Berlin votes Sunday in a state election, a timing the dancers find dubious as Waltz's term is due to start a whole three years from now.

Their suspicion is that Waltz, 53, is a big name who will sell tickets but as a choreographer of dance theatre lacks the background for classically-trained ballet.

Her appointment had been broadly welcomed by German media, which had been little impressed by the current director Nacho Duato, noting that none of his three premieres since he joined in 2014 had been a hit.

The Staatsballett is a merger of three companies - Deutsche Oper in west Berlin and Komische Oper and Staatsoper in the east - a legacy of a divided capital.

The conflict plaguing the dance company comes a year after a similar dispute at east Berlin's legendary theatre Volksbühne (People's Stage), over the succession of veteran artistic director Frank Castorf, who is to bow out in 2017 after a quarter-century at the helm.

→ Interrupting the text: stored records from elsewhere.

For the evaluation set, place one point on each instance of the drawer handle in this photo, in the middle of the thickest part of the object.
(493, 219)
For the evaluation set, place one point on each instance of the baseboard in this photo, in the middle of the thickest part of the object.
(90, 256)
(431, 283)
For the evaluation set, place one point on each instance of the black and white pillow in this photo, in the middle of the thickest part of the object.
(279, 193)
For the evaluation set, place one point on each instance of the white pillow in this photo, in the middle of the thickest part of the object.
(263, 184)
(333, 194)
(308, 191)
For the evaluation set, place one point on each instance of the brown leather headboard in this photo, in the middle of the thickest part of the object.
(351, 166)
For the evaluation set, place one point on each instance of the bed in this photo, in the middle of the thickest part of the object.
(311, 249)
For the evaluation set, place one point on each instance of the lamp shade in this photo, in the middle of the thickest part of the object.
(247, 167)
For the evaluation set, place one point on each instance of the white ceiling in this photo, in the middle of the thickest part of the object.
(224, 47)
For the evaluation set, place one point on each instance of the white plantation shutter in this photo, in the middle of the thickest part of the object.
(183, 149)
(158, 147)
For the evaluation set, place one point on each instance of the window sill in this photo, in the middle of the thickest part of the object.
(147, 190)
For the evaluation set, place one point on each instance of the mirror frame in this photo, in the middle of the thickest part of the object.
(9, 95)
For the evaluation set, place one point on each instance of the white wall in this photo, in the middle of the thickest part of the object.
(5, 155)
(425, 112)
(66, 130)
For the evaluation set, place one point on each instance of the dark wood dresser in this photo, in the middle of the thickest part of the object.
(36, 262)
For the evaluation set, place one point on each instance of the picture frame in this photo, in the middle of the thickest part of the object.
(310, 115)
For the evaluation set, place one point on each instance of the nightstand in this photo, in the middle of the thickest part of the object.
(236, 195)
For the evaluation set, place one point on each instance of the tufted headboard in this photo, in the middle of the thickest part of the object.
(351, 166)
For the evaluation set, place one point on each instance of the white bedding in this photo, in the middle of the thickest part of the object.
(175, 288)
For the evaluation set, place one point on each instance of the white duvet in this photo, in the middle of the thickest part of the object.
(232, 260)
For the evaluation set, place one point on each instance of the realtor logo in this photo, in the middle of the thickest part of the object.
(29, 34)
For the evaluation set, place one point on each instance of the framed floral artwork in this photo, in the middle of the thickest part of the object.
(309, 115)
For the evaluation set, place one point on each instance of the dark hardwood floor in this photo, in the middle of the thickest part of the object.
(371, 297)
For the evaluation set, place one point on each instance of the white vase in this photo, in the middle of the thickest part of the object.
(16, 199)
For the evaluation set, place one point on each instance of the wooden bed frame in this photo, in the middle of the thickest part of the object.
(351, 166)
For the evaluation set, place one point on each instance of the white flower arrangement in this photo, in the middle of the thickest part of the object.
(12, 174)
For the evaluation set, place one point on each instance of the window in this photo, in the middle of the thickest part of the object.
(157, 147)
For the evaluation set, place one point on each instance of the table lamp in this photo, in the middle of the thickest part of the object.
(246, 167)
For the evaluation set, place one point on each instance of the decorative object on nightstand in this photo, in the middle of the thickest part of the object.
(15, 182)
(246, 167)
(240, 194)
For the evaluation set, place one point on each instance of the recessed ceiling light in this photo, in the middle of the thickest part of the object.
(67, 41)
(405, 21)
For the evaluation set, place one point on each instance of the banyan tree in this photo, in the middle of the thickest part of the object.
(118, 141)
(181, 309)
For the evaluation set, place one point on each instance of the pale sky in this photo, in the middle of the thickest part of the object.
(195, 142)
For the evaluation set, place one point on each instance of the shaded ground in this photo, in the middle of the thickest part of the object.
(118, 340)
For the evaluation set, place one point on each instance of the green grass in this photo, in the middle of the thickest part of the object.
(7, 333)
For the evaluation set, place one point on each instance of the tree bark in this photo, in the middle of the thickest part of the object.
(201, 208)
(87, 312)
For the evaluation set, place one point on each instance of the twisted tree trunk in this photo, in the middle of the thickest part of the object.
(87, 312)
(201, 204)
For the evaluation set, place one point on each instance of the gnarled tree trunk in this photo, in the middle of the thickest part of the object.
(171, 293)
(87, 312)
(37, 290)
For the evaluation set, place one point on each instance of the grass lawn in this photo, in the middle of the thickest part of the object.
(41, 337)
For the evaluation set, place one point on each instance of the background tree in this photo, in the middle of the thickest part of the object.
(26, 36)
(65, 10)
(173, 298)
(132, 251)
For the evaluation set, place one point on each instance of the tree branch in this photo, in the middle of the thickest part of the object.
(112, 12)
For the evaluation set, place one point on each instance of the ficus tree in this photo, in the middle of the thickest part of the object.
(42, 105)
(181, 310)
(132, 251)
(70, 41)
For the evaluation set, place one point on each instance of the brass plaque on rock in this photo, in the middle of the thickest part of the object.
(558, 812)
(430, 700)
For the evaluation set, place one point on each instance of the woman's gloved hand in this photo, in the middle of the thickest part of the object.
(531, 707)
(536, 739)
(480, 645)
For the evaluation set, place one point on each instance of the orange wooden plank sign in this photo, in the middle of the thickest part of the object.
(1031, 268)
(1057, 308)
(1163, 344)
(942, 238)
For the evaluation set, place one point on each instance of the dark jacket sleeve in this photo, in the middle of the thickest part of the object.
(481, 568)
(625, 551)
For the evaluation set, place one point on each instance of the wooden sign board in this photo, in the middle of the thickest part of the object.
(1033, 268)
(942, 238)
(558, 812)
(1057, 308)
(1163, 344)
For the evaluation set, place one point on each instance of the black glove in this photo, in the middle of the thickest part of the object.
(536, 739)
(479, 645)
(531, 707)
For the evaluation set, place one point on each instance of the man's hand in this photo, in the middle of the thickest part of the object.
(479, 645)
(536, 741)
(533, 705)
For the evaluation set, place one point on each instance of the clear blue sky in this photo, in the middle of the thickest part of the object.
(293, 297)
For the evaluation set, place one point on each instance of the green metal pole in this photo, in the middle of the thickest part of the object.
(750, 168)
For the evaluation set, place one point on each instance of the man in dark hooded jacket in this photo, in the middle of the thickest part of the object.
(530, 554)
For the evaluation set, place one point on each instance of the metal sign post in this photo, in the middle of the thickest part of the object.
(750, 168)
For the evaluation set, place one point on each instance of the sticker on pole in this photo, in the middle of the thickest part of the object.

Berlin authorities, which heavily subsidise the avant-garde theatre and Castorf's daring, politically-charged productions, declined to keep the strong-willed iconoclast much beyond the end of his current contract in 2016.

The director of London's Tate Modern museum, Chris Dercon, has been nominated as his replacement, but some 172 actors and employees of the theatre have written an open letter voicing their "deep concern" over the appointment.